Audio – Voiceover

Voiceover is implemented into the content with the built-in text-to-speech generator or as individual audio files. Each Content Step can be assigned one voiceover, which will be played once as soon as the Content Step is accessed.  It’s recommended to use text-to-speech voiceovers during the creation phase, and only record acted voiceovers once the content has been tested enough.

Text-to-speech voiceovers

To implement text-to-speech voiceovers into the tutorial, the voices to be used have to be defined in settings.

  1. Add a new voice
  2. Add a new language (English is set as default)
  3. Give the voice a name
  4. Edit voice settings
    1. Engine
    2. Voice name
    3. Voice type
    4. Use SSML in text
    5. Processing
    6. Filter

After the voices are added in the settings, the voiceovers can by applied to Content Blocks.

  1. Subtitles are added normally
  2. Apply text-to-speech voiceover
  3. Text to use instead of subtitle

Recorded voiceovers

It’s recommended to name the files to match the step names. For Example a step could be named “Setup05 Shuffle the red cards” and the accompanying voiceover file could be named ‘Setup05.mp3‘.

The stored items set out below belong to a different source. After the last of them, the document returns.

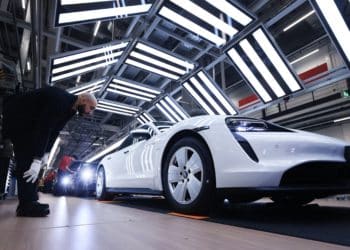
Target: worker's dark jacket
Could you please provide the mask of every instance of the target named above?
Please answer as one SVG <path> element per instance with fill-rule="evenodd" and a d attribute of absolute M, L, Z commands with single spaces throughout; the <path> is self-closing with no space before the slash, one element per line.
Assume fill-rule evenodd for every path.
<path fill-rule="evenodd" d="M 3 136 L 14 140 L 15 150 L 42 157 L 75 114 L 77 96 L 46 87 L 11 96 L 3 103 Z M 17 144 L 17 145 L 16 145 Z"/>

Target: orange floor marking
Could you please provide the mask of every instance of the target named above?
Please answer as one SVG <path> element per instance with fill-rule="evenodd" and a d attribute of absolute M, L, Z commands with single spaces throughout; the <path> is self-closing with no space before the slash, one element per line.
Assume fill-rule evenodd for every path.
<path fill-rule="evenodd" d="M 179 216 L 179 217 L 184 217 L 184 218 L 188 218 L 188 219 L 193 219 L 193 220 L 204 220 L 204 219 L 208 219 L 209 218 L 208 216 L 182 214 L 182 213 L 175 213 L 175 212 L 170 212 L 168 214 L 174 215 L 174 216 Z"/>

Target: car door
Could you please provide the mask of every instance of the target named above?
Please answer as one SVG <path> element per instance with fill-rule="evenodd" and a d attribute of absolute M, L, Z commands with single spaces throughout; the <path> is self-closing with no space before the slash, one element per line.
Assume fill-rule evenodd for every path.
<path fill-rule="evenodd" d="M 131 171 L 129 185 L 135 188 L 152 188 L 153 187 L 153 162 L 151 154 L 154 148 L 154 135 L 152 128 L 148 125 L 142 126 L 148 130 L 148 135 L 134 135 L 133 146 L 130 147 L 127 165 Z M 149 138 L 149 136 L 151 136 Z"/>
<path fill-rule="evenodd" d="M 123 187 L 125 179 L 127 179 L 128 171 L 126 169 L 126 161 L 129 148 L 132 146 L 132 136 L 129 135 L 116 152 L 106 156 L 105 170 L 106 181 L 108 187 Z"/>

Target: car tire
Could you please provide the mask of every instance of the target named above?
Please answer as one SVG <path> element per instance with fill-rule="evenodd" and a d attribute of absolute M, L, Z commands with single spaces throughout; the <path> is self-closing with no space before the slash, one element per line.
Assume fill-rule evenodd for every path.
<path fill-rule="evenodd" d="M 276 196 L 270 198 L 277 205 L 302 206 L 310 203 L 315 198 L 309 196 Z"/>
<path fill-rule="evenodd" d="M 107 192 L 106 189 L 106 174 L 103 167 L 100 167 L 97 171 L 96 198 L 99 201 L 113 200 L 113 194 Z"/>
<path fill-rule="evenodd" d="M 215 200 L 215 174 L 210 151 L 194 137 L 173 144 L 162 171 L 164 194 L 184 213 L 208 213 Z"/>

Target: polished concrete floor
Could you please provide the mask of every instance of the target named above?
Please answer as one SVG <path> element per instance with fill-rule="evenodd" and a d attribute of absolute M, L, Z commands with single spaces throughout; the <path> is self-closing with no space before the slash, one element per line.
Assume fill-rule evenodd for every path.
<path fill-rule="evenodd" d="M 275 214 L 273 208 L 261 205 L 229 208 L 228 217 L 218 216 L 219 210 L 214 218 L 185 218 L 171 213 L 166 203 L 157 199 L 98 202 L 41 194 L 40 201 L 50 203 L 51 214 L 46 218 L 15 217 L 16 200 L 0 201 L 0 250 L 349 249 L 345 245 L 230 223 L 240 212 L 248 211 L 257 217 L 261 213 L 265 219 L 266 210 Z M 327 201 L 324 204 L 330 206 Z M 278 221 L 281 220 L 272 224 Z M 288 223 L 293 223 L 293 218 Z"/>

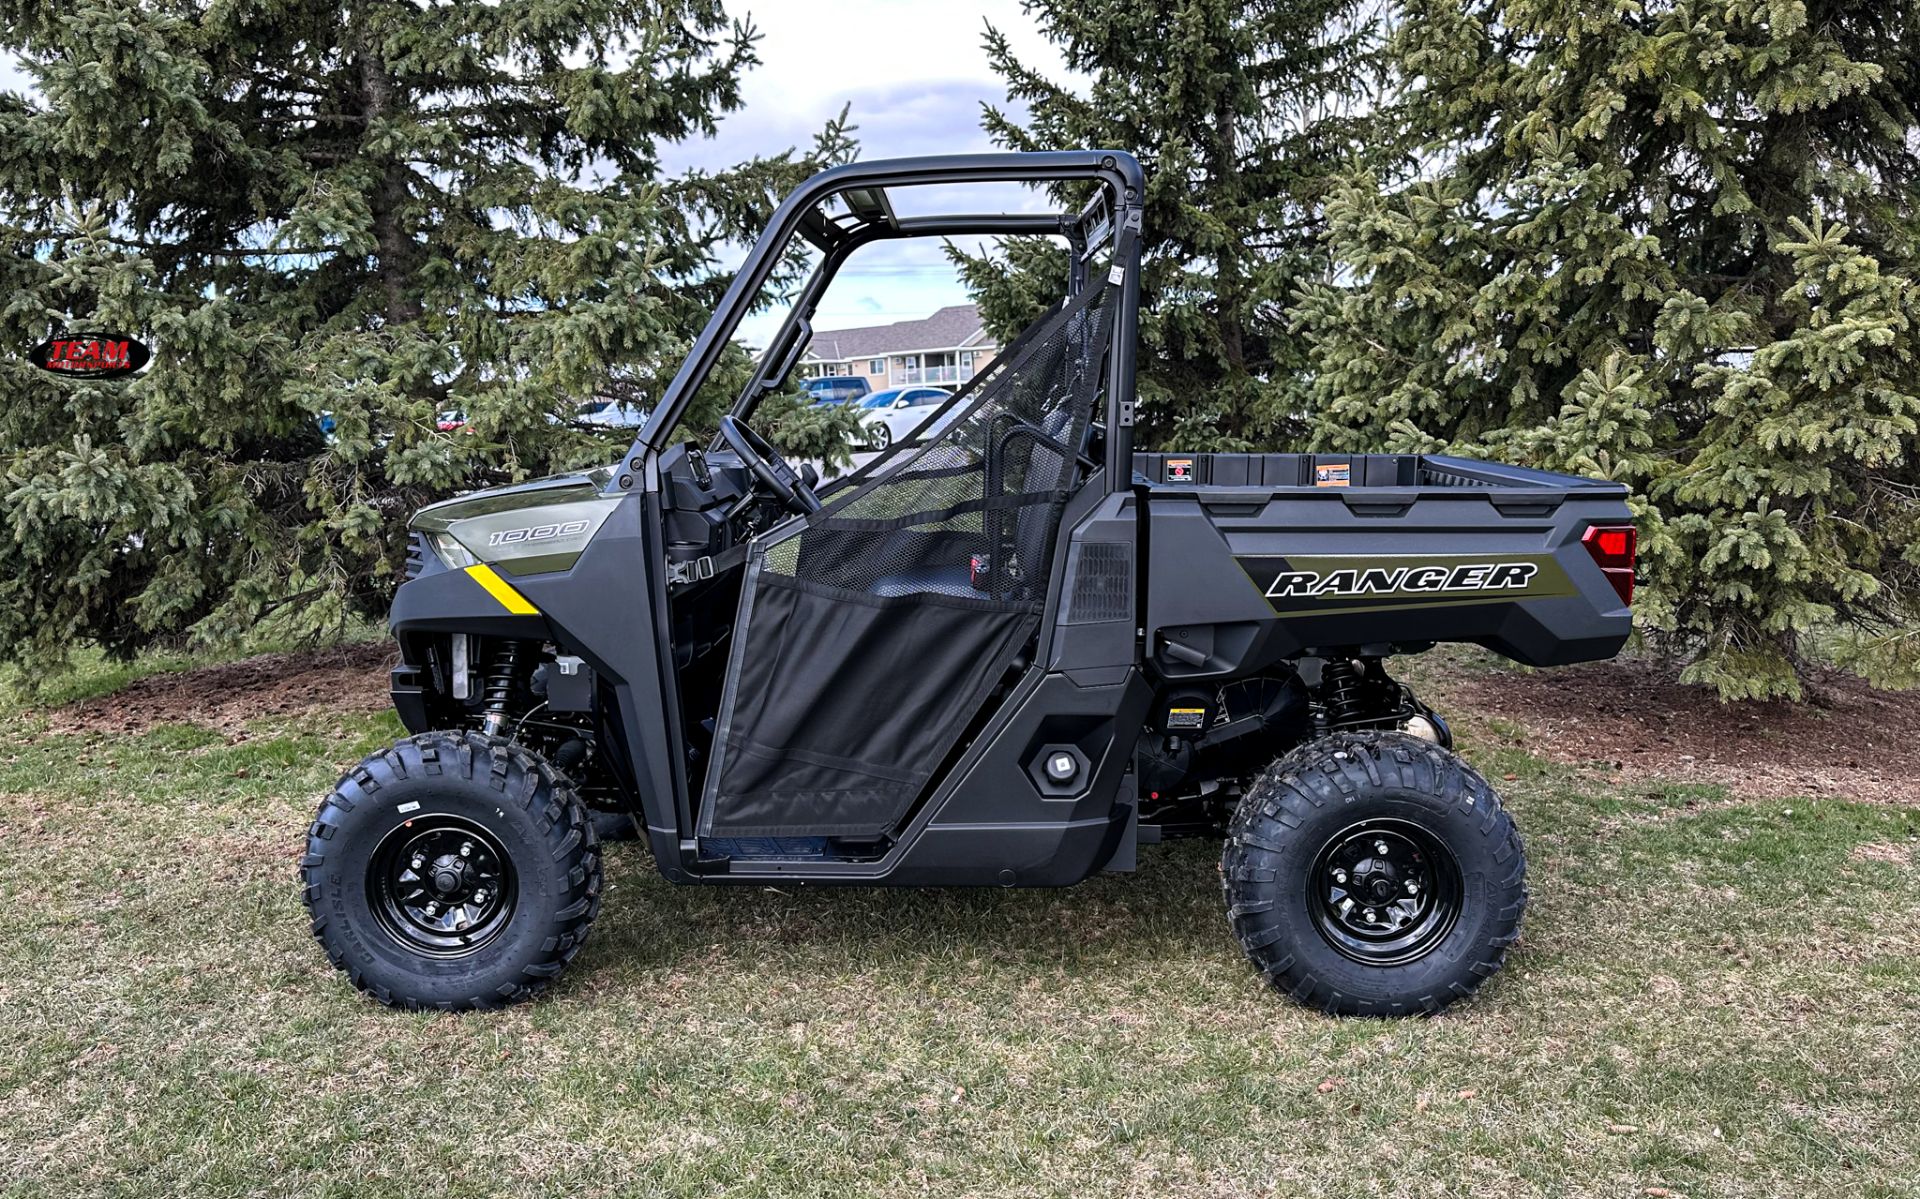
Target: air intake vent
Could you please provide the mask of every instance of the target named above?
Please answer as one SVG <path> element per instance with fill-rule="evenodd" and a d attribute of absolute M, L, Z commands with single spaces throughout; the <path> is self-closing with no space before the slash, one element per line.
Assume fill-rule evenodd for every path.
<path fill-rule="evenodd" d="M 1133 616 L 1133 546 L 1125 541 L 1076 544 L 1067 558 L 1065 624 L 1104 624 Z"/>
<path fill-rule="evenodd" d="M 413 533 L 407 537 L 407 577 L 417 579 L 427 569 L 427 555 L 433 551 L 427 548 L 427 535 Z"/>

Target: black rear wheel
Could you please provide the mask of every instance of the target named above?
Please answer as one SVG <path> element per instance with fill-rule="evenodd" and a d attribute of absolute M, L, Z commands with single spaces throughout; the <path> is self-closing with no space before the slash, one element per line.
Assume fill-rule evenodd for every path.
<path fill-rule="evenodd" d="M 1460 918 L 1460 864 L 1420 825 L 1358 820 L 1327 839 L 1307 872 L 1314 927 L 1363 966 L 1417 961 Z"/>
<path fill-rule="evenodd" d="M 381 1003 L 527 999 L 600 910 L 600 849 L 564 776 L 478 733 L 423 733 L 321 801 L 301 860 L 313 934 Z"/>
<path fill-rule="evenodd" d="M 1527 903 L 1499 796 L 1400 733 L 1323 737 L 1274 763 L 1240 801 L 1221 871 L 1234 934 L 1267 981 L 1342 1015 L 1471 995 Z"/>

General guideline for voiceover files:

Filetype: MP3

Bitrate: ~128kbps

Sampling Frequency: 44100KHz

Channels: Mono

Padding: 150-200ms of Silence at the beginning and end of each segment

PEAK: max -3 dBFS

RMS: between -18 and -16 dBFS


    • Use the best possible equipment available (microphone, preamp, acoustically treated room, microphone reflection filters, etc.)
    • Recording space needs to be quiet from outside noise.
    • Use a studio environment or acoustically treated room to minimize room echo. (Any soft material on walls and floors is better than nothing).
    • Set recording level so that the audio doesn’t clip and monitor that constantly during recording (meaning that the audio level never exceeds 0dBFS).
    • Match the selected style throughout the recording.
  • Make the voice actor comfortable, remember to have regular pauses and to drink water occasionally (dry mouth emphasizes nasty mouth click sounds).
  • It is recommended to record several takes of a line (especially in the beginning of the recording) and select the best take for the Deliverable. 
  • If in doubt which delivery style would work best for a certain line, feel free to put two versions into the file, but please remember the notify the Client (comment in the content document)

Common Recording Issues

  • Good quality

    • Reference this also for the preferred loudness and the spacing between individual lines in the Deliverable.
    • Example
  • Too much noise in the background

    • Note that irregular sounds like clicks and especially speech/shouts etc. are worse than constant hum such as air conditioning noise.
    • Check that the voice over talent doesn’t make additional sounds him/herself.
    • Example
  • Room echo in an empty room

    • Try a more sound-dampened room.
    • Example
  • Room echo in a typical room

    • Much better, but seek to improve even more by lowering input volume and speaking closer to the mic, and/or setting up acoustic panels or any soft material available on reflecting hard flat surfaces around the recording situation.
    • Example
  • Input level too loud

    • Lower the volume of the microphone input.
    • Note that lowering the volume of audio after the recording doesn’t remedy the distorted clipping sound (going over 0 dbFS), so be sure to monitor the level during recording.
    • Example